Animal health: an unchanged market trend?
Indeed, the market continued to develop very satisfactorily in 2012, with its regional components being relatively unchanged compared with 2011. Europe is still exhibiting low growth rates of around 2% in spite of the still adequate growth in companion animals. As in 2011 the United States has shown rather strong growth, three times greater than in Europe, with growth being similar for companion animals and food producing animals. In the rest of the world, growth has remained reasonably high in spite of a very noticeable slowdown in Latin America.

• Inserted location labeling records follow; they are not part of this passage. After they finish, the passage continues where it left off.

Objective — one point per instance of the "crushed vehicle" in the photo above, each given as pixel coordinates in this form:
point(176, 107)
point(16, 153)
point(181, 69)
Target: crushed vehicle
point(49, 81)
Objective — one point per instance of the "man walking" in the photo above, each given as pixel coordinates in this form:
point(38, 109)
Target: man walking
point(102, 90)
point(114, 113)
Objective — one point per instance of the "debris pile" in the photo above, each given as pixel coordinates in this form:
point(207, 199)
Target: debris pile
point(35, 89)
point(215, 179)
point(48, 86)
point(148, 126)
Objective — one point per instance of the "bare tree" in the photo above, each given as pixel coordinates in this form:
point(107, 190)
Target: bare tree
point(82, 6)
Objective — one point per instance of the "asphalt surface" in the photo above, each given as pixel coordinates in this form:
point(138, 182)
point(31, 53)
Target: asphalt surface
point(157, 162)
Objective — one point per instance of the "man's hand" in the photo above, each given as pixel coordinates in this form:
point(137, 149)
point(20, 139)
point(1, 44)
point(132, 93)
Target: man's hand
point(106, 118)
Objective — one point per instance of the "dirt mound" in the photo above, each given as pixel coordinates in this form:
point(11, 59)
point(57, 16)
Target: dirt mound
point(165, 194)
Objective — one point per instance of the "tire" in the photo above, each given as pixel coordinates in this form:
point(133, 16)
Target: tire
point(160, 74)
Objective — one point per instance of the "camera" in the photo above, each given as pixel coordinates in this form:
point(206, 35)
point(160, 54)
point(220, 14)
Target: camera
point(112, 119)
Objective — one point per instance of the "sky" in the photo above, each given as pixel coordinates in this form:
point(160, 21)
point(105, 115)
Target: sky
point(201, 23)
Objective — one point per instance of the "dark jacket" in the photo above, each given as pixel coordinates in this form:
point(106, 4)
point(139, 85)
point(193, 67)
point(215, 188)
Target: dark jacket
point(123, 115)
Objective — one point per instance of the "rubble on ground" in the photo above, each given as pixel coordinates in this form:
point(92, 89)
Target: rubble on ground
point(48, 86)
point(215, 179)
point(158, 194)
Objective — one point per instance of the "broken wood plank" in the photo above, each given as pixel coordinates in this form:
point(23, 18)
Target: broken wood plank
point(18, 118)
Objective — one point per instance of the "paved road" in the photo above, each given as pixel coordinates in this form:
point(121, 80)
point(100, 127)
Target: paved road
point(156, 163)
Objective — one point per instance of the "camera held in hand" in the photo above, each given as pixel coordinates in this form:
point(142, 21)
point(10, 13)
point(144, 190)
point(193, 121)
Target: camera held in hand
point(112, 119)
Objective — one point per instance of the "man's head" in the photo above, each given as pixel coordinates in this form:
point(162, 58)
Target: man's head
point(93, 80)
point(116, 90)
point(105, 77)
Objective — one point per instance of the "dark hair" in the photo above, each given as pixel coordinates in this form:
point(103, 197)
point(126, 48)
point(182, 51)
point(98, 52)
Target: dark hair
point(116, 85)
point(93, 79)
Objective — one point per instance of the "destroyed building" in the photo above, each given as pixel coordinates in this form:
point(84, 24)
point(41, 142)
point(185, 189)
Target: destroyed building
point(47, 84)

How is Virbac performing on this market?
The Group has once again progressed more quickly than the market with organic growth of 8.2%. The most remarkable growth comes from the United States, where Virbac experienced an increase of over 20%, partly due however to the closure of an industrial site manufacturing a competitor to the antiparasitic Iverhart, now the Group's foremost product. This has made the United States subsidiary Virbac's most important after France, a logical development given the respective market sizes. Virbac has also gained shares of the companion animal market in Europe thanks to the first full year of the CaniLeish vaccine, which experienced remarkable success in Spain, Greece and to a lesser extend in Italy. The company has also gained market shares in Latin America (Brazil, Mexico) and Asia (India, Japan). The only losses in market share are in Europe, in food producing animals, where Virbac declined slightly in an almost stable market.

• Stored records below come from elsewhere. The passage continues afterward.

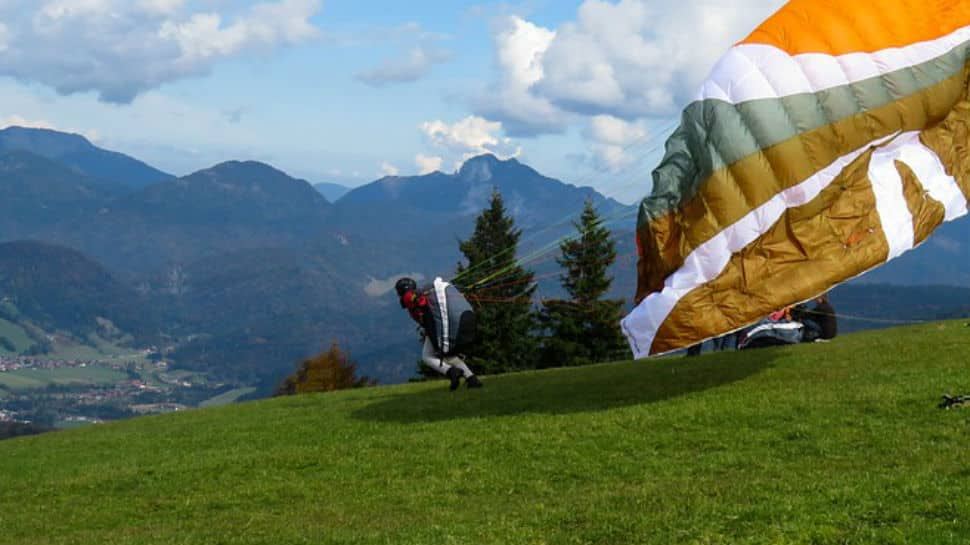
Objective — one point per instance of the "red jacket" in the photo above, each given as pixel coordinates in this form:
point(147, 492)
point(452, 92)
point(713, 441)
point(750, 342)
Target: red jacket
point(417, 305)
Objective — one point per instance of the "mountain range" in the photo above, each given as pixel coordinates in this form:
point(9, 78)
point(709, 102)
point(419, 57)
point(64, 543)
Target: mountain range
point(249, 269)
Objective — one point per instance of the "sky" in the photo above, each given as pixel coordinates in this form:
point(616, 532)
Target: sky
point(348, 91)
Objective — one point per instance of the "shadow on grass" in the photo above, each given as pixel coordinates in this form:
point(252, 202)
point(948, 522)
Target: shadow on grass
point(571, 390)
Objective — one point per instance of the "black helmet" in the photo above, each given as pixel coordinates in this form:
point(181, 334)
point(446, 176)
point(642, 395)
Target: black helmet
point(405, 285)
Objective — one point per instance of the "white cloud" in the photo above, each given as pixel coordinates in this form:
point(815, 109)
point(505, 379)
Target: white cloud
point(520, 46)
point(412, 67)
point(628, 59)
point(426, 164)
point(387, 169)
point(611, 139)
point(469, 137)
point(161, 7)
point(120, 49)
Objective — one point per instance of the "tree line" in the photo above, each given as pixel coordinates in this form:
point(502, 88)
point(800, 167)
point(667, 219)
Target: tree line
point(516, 332)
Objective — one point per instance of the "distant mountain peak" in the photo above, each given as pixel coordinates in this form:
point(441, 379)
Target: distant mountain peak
point(57, 142)
point(483, 168)
point(76, 152)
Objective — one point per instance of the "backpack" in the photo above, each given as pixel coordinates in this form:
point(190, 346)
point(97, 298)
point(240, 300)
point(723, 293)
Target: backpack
point(452, 326)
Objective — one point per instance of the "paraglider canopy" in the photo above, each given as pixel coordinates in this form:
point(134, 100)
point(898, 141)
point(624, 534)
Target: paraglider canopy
point(831, 140)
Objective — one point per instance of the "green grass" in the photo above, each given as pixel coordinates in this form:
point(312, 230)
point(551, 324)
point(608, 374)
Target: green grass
point(824, 444)
point(28, 379)
point(227, 397)
point(16, 335)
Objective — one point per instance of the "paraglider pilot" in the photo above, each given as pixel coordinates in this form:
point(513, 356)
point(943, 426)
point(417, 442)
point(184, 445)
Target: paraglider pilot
point(417, 305)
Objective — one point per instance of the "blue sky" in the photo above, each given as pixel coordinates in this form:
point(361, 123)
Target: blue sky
point(347, 91)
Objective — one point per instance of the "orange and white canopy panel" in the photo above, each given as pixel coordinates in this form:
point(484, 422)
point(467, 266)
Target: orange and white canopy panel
point(834, 138)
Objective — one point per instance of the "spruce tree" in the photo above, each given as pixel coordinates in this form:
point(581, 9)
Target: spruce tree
point(500, 291)
point(586, 328)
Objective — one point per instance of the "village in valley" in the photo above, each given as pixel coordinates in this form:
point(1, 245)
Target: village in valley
point(64, 393)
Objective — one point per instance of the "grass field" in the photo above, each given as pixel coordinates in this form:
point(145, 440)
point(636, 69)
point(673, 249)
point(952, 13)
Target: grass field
point(839, 443)
point(226, 398)
point(15, 334)
point(28, 379)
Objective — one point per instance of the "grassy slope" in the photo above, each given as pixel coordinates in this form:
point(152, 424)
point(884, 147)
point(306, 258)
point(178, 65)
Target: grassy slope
point(15, 334)
point(836, 443)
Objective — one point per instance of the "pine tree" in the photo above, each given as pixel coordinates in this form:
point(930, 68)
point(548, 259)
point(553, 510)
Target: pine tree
point(501, 292)
point(584, 329)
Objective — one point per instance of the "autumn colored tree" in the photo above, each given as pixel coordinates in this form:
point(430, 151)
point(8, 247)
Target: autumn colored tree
point(326, 372)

2012: major year for acquisitions
2012 will undoubtedly be remembered as a year of external growth. The acquisition of Stockguard in 2012 allowed us to become a key player in the dairy cattle market in New Zealand, and the acquisition of rights in Multimin in Australia further reinforced our positions in this country, now the Group's third largest subsidiary. Continuing the divestment done in the United States a few years ago, Virbac also sold its activities over the counter (pet shops and garden centres) in France and the Netherlands to better equipped market players. Conversely, the Dutch and Belgian subsidiaries, which were only 75% owned, are now wholly owned subsidiaries. However, the highlight of the year is undoubtedly the 51% participation, with option of subsequent purchase of the remaining 49%, in Centrovet in Chile. This company, leader in animal health on the Chilean market, has enjoyed remarkable development in aquaculture, which already accounts for two thirds of its turnover. Aquaculture seems to have a bright future, fish representing the most efficient source of protein for the world's growing nutritional needs. There are not many market players in animal health specialising in aquaculture, and Centrovet is characterised in particular by its technological leadership in oral vaccines.

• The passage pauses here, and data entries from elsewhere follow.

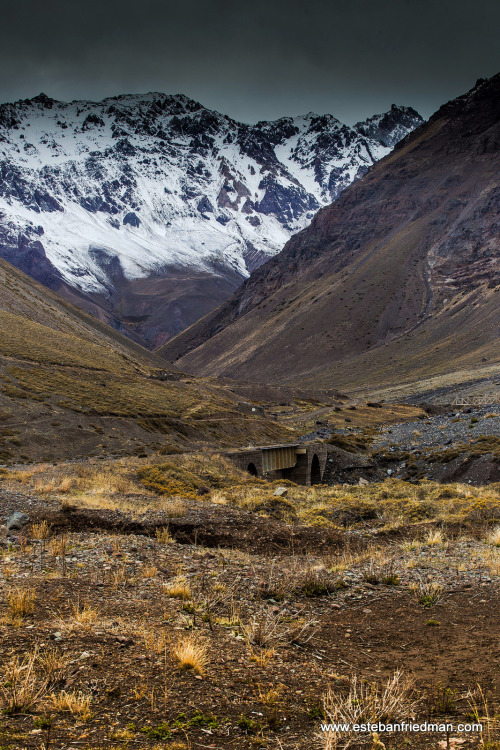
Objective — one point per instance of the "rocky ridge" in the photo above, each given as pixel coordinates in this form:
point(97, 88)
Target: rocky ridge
point(149, 210)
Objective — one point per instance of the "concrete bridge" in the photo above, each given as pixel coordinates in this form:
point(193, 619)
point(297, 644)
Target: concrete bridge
point(302, 464)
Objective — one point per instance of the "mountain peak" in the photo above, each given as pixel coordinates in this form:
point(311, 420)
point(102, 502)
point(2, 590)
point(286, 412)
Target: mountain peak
point(103, 195)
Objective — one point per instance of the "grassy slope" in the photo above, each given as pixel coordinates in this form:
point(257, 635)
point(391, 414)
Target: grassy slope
point(70, 385)
point(390, 286)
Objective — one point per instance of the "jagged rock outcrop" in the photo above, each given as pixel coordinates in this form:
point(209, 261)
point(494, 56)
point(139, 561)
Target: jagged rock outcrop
point(172, 192)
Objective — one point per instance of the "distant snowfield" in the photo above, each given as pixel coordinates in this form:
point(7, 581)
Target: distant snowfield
point(143, 183)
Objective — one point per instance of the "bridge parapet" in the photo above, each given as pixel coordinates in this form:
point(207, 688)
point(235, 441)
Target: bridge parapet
point(304, 464)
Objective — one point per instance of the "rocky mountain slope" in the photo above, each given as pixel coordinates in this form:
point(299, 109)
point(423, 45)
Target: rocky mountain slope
point(150, 210)
point(71, 386)
point(397, 281)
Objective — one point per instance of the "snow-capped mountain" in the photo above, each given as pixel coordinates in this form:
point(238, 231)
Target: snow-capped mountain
point(102, 198)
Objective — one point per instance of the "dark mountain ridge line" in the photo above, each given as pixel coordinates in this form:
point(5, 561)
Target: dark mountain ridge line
point(440, 181)
point(159, 184)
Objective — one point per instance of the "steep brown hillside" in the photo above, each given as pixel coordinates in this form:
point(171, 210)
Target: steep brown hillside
point(398, 280)
point(70, 386)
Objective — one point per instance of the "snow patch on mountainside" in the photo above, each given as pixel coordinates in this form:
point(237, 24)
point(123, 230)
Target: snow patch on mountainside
point(134, 185)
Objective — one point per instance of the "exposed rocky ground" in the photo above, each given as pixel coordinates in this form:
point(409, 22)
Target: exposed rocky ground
point(113, 596)
point(439, 430)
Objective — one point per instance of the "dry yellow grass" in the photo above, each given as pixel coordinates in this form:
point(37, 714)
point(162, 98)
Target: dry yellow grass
point(434, 537)
point(40, 530)
point(21, 688)
point(77, 704)
point(494, 537)
point(164, 536)
point(368, 703)
point(191, 653)
point(21, 602)
point(179, 589)
point(149, 571)
point(81, 618)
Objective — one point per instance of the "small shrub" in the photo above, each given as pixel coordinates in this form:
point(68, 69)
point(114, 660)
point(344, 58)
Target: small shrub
point(191, 653)
point(164, 536)
point(180, 589)
point(77, 704)
point(21, 603)
point(494, 537)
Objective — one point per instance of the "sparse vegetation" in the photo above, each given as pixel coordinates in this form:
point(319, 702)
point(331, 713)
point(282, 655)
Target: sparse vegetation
point(191, 653)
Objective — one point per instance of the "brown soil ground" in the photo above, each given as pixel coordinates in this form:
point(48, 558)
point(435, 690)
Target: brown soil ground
point(274, 643)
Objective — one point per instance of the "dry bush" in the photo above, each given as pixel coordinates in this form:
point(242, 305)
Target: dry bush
point(313, 580)
point(263, 657)
point(434, 537)
point(164, 536)
point(21, 603)
point(57, 546)
point(485, 715)
point(20, 687)
point(77, 704)
point(81, 618)
point(53, 665)
point(427, 594)
point(268, 629)
point(367, 702)
point(191, 653)
point(494, 537)
point(40, 530)
point(179, 589)
point(154, 640)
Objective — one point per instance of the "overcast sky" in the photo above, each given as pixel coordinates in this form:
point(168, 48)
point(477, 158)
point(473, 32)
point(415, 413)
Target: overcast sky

What about the financial results?
Operating profitability has increased again from 13.8% to 14.1% of turnover, which is actually a similar performance to that of 2011 if we take into account the increase of 0.6 point in the ratio of R&D expenditure to turnover which we wanted in order to reinforce the Group's medium-to-long-term innovation capability. Cash generation, on the other hand, is one area where performance has been superior to 2011. The €58.7 million in free cash flow generated thanks to the careful control of working capital requirements has enabled us to limit the increase in the Group's net debt to equity ratio to 38.7% in spite of the year's very substantial programme of acquisitions.
What can we expect in 2013?
As in 2012, Virbac expects a slight growth in European markets, but a continuing satisfactory trend in the United States and in the rest of the world.
At the beginning of April, Virbac’s United States subsidiary announced to its distributors that it had halted temporarily the commercialisation of its internal antiparasitic Iverhart Plus due to the fact that some batches recently produced, were or might be below specification in the potency level of one of the actives before the expiry date of the product. To compensate for this interruption of supply and to replace the recalled batches, Virbac United States is offering to its customers, for a six-month period, the product Iverhart Max at the price of Iverhart Plus.
This event, combined with weak activity in the first quarter, will make it more difficult to achieve the ambition announced with the publication of the 2012 results, of an organic growth of 5 to 7% and an increase of half a point in operating profitability. However, taking into account the acquisitions completed in 2012, the growth potential of recently launched products, and that of the emerging countries, the Group remains confident that it can generate global double digit growth of its revenues and operating result.